Dear friends,
All Saints’ Eve, 2017 will mark the 500th of the reformer Martin Luther nailing his 95 Theses on the door of Wittenberg Castle Church. This marked the beginning of the Reformation across the continent of Europe. Luther challenged the medieval Church against the practice of payment of Indulgences (a fee for a papal cause) as a means of forgiveness of sin. Through Luther’s study of the scriptures he proposed the theology of forgiveness of sin through justification by faith in the Lord Jesus Christ. He was excommunicated from the medieval church for his views on the sacramental theology, scripture, church leadership and structure. However, the ideas of Luther began to take hold in Germany, through the support of the German princes and aided by the recent invention of the printing press. The Reformation of the Church spread throughout Europe through other Reformers, such as John Calvin, who developed Luther’s ideas and was the father of Presbyterianism.
Calvin was born in 1509 to a wealthy family in Noyer, France. After schooling, he trained as a humanist lawyer, but went on study theology. Calvin became aware of the ideas of Martin Luther and in 1530 was invited by William Farrell, the Swiss Reformer to help reform the Church in Geneva after publishing the first edition of his magnus opus, ‘The ‘Institutes of Christian Religion’. However, the local council were resistant to the ideas of the Reformation and Calvin and Farrell were expelled from the city. They were invited back to Geneva in 1541 and the Reformation took hold. Calvin developed Luther’s idea of the ‘priesthood of all believers’ and established a Church structure where all clergy were equal (no hierarchy) and local congregations were led by groups of elected elders. Calvin and his fellow Reformers also devised a structure that provided support for elders and ministers, which was the forerunner of Presbytery. Like Luther, John Calvin preached his sermons in his mother tongue. He was a clear systematic thinker, who wrote commentaries on most of the books of the Bible, many of which continue to be published today.
John Knox, who had fled Scotland, when Mary of Guise came to the throne, became a pupil of Calvin in Geneva. He took Calvin’s model of Church structure and liturgical practice back to Scotland when he returned.
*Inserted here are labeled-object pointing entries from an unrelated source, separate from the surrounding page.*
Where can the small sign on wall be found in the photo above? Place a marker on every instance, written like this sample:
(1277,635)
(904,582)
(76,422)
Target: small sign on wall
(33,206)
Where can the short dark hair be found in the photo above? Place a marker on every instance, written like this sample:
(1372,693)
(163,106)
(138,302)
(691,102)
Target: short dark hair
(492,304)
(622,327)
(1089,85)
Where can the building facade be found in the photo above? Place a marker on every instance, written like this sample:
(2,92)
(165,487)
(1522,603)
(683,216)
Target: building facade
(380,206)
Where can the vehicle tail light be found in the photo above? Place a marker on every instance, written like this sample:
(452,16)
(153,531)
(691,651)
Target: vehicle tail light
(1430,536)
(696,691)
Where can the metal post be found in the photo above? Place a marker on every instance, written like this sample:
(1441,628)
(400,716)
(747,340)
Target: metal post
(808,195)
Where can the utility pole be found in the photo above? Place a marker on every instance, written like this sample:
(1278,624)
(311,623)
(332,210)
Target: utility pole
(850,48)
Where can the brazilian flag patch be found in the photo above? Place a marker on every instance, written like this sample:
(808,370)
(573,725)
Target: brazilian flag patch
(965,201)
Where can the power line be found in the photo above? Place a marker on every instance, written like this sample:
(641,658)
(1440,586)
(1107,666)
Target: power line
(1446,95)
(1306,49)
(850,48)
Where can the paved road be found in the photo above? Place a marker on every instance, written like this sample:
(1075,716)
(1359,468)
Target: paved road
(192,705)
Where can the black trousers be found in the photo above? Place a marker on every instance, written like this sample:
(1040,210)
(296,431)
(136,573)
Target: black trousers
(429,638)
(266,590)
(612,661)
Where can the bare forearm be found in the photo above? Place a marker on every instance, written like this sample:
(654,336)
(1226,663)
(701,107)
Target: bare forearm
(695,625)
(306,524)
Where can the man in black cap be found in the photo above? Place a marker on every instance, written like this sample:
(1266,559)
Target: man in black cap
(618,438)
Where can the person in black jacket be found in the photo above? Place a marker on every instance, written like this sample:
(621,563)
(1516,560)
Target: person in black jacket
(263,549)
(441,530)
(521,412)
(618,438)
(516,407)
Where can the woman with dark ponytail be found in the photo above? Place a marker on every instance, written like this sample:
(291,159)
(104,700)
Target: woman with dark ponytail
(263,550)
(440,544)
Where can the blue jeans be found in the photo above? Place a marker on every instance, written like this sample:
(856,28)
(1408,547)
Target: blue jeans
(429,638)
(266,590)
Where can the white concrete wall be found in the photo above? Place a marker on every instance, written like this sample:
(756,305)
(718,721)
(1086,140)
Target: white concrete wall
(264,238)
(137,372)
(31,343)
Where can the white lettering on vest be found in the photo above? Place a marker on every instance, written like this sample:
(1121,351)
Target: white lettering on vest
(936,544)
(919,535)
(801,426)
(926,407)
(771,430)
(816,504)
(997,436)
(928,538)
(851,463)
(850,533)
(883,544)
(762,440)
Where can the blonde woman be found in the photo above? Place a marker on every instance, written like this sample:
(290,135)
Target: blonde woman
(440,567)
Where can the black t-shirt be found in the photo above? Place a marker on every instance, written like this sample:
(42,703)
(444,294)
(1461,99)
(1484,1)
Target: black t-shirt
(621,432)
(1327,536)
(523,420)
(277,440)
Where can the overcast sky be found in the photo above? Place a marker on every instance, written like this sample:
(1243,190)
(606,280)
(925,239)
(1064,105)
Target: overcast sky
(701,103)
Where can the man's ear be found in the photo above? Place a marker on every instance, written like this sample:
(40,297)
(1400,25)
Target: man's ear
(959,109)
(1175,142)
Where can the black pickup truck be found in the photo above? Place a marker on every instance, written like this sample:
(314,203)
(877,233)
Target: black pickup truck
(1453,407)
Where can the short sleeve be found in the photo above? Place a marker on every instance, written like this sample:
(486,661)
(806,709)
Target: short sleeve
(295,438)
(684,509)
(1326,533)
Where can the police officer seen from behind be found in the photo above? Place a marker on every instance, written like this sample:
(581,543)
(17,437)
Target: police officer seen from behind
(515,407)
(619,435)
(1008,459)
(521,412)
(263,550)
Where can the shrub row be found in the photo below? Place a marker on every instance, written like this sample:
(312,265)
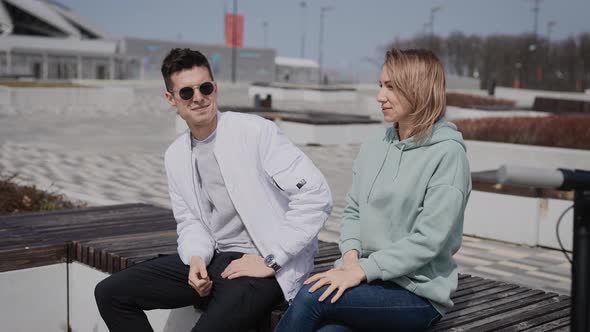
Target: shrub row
(555,131)
(15,198)
(467,100)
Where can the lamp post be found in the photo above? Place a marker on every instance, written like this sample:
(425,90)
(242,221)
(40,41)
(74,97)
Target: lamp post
(550,26)
(433,11)
(536,17)
(323,10)
(265,31)
(302,51)
(234,53)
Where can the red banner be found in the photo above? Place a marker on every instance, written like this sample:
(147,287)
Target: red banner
(229,30)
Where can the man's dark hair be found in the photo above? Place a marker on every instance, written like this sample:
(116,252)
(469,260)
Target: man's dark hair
(180,59)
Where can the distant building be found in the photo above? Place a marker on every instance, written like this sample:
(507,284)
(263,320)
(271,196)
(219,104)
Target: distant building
(296,70)
(45,40)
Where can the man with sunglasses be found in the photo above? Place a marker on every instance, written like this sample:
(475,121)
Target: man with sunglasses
(248,206)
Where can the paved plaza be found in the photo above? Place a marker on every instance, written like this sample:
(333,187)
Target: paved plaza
(113,158)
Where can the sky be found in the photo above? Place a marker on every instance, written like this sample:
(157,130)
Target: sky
(354,30)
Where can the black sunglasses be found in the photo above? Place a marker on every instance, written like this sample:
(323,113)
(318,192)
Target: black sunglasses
(188,92)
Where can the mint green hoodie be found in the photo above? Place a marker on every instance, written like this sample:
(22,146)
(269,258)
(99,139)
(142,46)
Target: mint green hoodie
(405,209)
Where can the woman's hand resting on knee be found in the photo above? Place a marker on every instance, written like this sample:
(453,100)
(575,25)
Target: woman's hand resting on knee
(349,275)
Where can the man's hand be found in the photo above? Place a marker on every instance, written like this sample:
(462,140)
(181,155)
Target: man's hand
(247,266)
(350,257)
(340,279)
(198,277)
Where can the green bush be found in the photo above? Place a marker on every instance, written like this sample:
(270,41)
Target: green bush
(15,198)
(555,131)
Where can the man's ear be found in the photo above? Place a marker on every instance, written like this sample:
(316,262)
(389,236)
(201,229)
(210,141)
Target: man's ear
(170,99)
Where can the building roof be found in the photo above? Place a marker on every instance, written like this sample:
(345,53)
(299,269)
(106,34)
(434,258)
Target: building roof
(296,62)
(44,18)
(39,43)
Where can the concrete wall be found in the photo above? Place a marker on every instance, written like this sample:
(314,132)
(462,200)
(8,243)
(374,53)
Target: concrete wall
(520,220)
(64,100)
(84,315)
(301,95)
(302,134)
(34,299)
(516,219)
(253,64)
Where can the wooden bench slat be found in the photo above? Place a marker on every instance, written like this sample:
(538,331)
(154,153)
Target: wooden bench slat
(112,238)
(556,325)
(491,304)
(492,291)
(541,320)
(475,321)
(523,315)
(509,292)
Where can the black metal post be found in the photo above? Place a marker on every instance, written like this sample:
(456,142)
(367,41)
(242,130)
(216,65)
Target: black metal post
(581,262)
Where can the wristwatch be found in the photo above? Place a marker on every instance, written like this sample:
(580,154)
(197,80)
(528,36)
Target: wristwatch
(272,263)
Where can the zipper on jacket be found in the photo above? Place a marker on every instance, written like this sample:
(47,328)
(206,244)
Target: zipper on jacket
(197,198)
(399,161)
(378,172)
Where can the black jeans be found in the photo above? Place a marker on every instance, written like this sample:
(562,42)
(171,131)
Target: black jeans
(162,283)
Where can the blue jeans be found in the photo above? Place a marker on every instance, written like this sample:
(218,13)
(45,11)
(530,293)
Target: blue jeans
(378,306)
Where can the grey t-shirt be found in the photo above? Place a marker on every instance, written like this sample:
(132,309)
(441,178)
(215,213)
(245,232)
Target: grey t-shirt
(222,219)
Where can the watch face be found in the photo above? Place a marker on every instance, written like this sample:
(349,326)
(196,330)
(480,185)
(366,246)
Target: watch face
(269,259)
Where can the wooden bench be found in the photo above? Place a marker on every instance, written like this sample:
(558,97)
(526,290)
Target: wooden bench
(112,238)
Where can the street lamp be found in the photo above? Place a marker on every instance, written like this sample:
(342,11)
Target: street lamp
(234,53)
(433,11)
(323,10)
(265,31)
(536,17)
(303,5)
(550,26)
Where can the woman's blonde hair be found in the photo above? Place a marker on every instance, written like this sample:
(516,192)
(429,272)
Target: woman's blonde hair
(419,77)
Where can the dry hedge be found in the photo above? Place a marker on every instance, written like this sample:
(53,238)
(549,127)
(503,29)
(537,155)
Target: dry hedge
(555,131)
(467,100)
(15,198)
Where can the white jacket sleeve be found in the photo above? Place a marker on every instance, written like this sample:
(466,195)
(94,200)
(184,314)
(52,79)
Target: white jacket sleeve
(194,238)
(310,200)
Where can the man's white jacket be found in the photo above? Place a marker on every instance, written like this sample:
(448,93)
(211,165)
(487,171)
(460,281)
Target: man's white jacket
(281,197)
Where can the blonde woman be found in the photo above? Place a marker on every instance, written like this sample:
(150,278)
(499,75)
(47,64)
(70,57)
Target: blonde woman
(404,216)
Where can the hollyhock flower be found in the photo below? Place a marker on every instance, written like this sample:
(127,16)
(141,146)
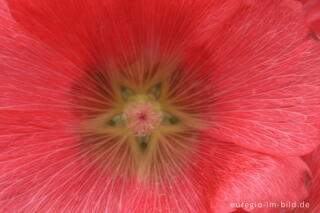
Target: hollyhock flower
(312,14)
(313,199)
(156,106)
Calvinistic ideas soon spread across Scotland and Calvin helped write a Scots Confession of faith for the newly formed Presbyterian Church in Scotland. The Church of Scotland not only reshaped the ordinances of Christian worship in Scotland, it transformed the country through the provision of a school in in every parish, which soon improved literacy across the land. Improved education helped shape the Scottish enlightenment in the 17th and 18th centuries.
Over the month of September, we are giving some time to reflect upon the Reformation -we could hardly ignore a 500th birthday! It is important to understand what has shaped us, where we have come from and what might continue to influence us as we go forward. The principles of the Reformation can be summed up with the expression ‘sola fides, sola gratia, sola Christus, sola scriptura‘ (translated as ‘by faith alone, by grace alone, by Christ alone, by scripture alone’). These should be the guiding principles of gospel proclamation in Reformed Churches today. These principles define the distinctive gospel of Christ that a broken and fallen world needs more than ever to hear.